In der Produktion von Solar-Modulen werden Laser zum Beispiel für Scribing, Randendschichten und Bohren verwendet. Aufgrund der Flexibilität bezüglich des Strahlprofils ermöglichen InnoSlab-Laser effiziente Bearbeitungen mit unterschiedlichen Anforderungen.

Strukturieren von Dünnfilmsolarzellen ▼

Um die Ausgangsspannung der großen solar aktiven Oberfläche von Dünnfilmsolarzellen zu erhöhen wird sie durch selektive Ablation mit Laserstrahlung aufgeteilt. Für diesen Zweck sind kurz gepulste InnoSlab-Laser mit Top-hat Strahlprofil die effizientesten Werkzeuge. Das Bild unten zeigt ein Beispiel von Linien, die mit einem quadratischen Top-hat-Strahl erzeugt wurden.

Die fundamentale Wellenlänge (1064nm) und die zweite harmonische Wellenlänge werden üblicherweise für die Prozesse P1, P2 und P3 genutzt.

Kantenentfernung ▼

Für die elektrische Isolation sowie hermetische Versiegelung von Dünnfilmsolarmodulen muss das komplette Schichtensystem an den Kanten des Glassubstrates entfernt werden. Für diese Art Kantenentfernung eignen sich kurz gepulste InnoSlab-Laser mit rechteckigen Top-Hat-Strahlen am besten, da die Kantenentfernung „Schuss für Schuss“ durchgeführt werden kann mit minimaler Überlappung. Durch das senkrechte Scannen der langen Kanten wird eine niedrigere Scannergeschwindigkeit benötigt als mit quadratischen Strahlen.

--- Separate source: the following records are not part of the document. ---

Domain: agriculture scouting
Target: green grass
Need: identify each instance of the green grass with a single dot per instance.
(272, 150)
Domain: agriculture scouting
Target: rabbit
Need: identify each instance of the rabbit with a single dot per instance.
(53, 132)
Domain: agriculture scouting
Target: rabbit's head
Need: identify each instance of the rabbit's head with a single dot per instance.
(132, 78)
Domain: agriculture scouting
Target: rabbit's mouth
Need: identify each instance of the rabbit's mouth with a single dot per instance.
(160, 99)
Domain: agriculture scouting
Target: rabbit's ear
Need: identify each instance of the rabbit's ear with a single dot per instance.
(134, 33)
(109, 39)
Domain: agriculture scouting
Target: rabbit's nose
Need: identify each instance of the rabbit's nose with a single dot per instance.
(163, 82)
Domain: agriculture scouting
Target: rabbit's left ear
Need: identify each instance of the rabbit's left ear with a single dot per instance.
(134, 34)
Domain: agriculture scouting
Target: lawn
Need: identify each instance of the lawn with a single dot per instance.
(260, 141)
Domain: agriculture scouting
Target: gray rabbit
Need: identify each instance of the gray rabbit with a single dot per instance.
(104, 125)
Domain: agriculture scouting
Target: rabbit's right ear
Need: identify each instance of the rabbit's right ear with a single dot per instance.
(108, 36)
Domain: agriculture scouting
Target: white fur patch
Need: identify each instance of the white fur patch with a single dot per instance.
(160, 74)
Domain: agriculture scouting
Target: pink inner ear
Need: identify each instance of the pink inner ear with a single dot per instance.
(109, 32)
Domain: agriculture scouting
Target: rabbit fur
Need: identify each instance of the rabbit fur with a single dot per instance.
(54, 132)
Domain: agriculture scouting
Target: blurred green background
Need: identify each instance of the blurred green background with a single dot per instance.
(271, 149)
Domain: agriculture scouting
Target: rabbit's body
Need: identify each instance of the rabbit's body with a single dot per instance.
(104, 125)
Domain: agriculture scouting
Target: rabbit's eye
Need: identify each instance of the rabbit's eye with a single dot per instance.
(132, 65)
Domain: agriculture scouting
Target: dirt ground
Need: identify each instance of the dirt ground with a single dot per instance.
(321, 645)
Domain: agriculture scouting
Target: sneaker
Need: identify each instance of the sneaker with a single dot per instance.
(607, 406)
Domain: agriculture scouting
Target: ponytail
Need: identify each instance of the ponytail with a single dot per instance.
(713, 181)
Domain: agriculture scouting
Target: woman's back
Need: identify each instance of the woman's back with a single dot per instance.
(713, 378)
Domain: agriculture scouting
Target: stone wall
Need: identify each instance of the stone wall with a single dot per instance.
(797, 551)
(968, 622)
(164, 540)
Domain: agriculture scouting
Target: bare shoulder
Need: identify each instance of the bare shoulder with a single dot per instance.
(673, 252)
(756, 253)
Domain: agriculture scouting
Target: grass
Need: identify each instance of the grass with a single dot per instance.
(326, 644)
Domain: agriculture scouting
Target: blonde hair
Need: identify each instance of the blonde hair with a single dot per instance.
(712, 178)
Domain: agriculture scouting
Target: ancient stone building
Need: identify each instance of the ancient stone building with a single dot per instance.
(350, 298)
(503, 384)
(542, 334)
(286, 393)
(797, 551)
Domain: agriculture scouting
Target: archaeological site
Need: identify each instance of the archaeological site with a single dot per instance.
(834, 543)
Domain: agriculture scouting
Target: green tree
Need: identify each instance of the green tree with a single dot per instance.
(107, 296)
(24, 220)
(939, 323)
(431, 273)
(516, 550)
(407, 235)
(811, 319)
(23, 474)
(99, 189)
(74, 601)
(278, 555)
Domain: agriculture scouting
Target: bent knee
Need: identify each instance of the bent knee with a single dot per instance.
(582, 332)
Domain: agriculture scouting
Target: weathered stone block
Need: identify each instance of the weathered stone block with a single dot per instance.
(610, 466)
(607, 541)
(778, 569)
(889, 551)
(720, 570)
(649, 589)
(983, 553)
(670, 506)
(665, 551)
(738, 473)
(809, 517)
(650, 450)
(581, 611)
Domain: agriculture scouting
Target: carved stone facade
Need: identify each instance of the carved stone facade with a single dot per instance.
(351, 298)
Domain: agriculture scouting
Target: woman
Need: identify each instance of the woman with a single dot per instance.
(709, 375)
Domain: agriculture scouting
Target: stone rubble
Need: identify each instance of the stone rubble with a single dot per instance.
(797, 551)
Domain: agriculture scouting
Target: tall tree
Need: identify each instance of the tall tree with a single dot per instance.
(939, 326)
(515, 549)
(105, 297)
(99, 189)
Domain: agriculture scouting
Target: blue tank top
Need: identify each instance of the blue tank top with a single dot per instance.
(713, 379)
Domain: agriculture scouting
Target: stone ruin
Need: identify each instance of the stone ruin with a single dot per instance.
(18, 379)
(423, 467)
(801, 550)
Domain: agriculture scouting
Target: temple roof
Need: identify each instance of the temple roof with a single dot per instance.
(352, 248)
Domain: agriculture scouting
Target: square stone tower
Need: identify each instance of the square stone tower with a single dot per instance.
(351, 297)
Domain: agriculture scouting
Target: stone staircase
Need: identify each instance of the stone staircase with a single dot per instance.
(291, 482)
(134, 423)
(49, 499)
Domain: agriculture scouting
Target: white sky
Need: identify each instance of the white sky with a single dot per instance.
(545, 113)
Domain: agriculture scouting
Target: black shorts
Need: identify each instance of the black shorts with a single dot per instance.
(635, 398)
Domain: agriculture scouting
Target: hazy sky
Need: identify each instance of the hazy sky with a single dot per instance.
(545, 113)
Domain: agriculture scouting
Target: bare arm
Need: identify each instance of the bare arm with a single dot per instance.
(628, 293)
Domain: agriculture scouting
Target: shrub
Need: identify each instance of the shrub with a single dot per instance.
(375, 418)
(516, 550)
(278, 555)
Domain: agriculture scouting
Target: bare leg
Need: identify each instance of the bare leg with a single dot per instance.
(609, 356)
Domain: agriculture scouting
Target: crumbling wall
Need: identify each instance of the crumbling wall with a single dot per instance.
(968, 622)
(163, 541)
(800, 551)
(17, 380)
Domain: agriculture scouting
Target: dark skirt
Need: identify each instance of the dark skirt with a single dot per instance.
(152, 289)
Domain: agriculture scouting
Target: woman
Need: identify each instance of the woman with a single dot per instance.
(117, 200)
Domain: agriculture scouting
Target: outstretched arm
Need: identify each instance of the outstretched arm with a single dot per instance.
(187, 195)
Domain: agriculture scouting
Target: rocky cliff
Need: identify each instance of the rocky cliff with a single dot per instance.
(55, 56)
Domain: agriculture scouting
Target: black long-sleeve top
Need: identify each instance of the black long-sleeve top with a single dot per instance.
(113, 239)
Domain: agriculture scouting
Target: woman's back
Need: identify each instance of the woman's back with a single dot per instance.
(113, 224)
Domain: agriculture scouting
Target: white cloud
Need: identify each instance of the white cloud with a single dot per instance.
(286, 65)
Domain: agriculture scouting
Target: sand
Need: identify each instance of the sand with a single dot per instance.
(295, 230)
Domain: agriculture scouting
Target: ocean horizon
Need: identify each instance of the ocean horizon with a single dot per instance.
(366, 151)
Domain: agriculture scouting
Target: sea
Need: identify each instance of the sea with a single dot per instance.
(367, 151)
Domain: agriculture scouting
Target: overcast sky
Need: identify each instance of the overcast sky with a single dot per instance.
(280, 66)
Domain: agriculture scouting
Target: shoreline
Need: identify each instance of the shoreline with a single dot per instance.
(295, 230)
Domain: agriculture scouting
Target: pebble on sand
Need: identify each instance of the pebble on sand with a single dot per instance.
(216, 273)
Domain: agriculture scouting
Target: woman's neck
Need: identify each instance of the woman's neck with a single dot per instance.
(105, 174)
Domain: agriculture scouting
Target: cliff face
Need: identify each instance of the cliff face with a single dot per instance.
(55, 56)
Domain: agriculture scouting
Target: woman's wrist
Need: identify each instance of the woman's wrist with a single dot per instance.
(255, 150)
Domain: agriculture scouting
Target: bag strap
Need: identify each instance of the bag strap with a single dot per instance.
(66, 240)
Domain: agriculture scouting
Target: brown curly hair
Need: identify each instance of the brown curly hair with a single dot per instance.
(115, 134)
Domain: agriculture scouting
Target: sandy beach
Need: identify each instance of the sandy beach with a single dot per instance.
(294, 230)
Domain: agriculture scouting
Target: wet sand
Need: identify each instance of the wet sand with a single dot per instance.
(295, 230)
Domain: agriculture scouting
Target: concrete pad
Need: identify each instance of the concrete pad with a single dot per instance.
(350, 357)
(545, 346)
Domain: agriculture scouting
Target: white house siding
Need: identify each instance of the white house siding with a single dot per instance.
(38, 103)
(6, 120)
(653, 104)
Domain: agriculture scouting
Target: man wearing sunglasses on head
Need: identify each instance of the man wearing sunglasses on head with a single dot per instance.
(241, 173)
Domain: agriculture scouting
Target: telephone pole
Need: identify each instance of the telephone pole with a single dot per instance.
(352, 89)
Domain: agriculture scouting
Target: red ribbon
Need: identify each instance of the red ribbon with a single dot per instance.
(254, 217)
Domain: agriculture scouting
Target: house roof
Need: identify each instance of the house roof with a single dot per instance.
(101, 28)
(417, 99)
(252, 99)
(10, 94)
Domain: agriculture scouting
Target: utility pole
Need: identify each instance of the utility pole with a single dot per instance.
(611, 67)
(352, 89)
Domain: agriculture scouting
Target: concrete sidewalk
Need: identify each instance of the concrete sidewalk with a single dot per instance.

Strukturierung von kristallinen Si-solar-Wafern ▼

Für die Produktion von höchst effektiven Solarzellen mit EWT Design ist einer der wichtigsten Schritte die Strukturierung der Rückseite für das Aufbauen von Elektroden. Strukturierungsanwendungen mit Lasern werden meist mithilfe von Lasern mit Gauss’schen Strahlprofilen in Kombination mit Scanneroptiken durchgeführt. Aufgrund des Schwellverhaltens beträgt die maximal erreichbare Energieeffizienz für diesen Ablationsprozess jedoch gerade einmal 36,7% (=1/e). Einzelne Laserpulse resultieren in einem kreisförmig abgetragenen Fleck. Eine minimale Überlappung benachbarter Punkte mit einem Überlappungsfaktor von 1.21 wird benötigt um eine durchgehend abgetragene Fläche zu bilden. Die Bearbeitungsgeschwindigkeit kann massiv verbessert werden indem man das Gauss’sche Strahlenprofil durch einen Flat-Top Intensitätsprofil ersetzt und indem man den kreissymmetrischen Querschnitt durch einen rechteckigen ersetzt. Das Bild zeigt eine mikroskopische Aufnahme einer Fingerstruktur. Mit einem Laser, der 200W Leistung und einen quadratischen Top-hat-Strahl, ist es möglich eine Fläche der Größe 156mm x 156mm in nur 2.5 Sekunden zu strukturieren – dadurch wiederum wird die Bedingung für eine großvolumige Produktion erfüllt.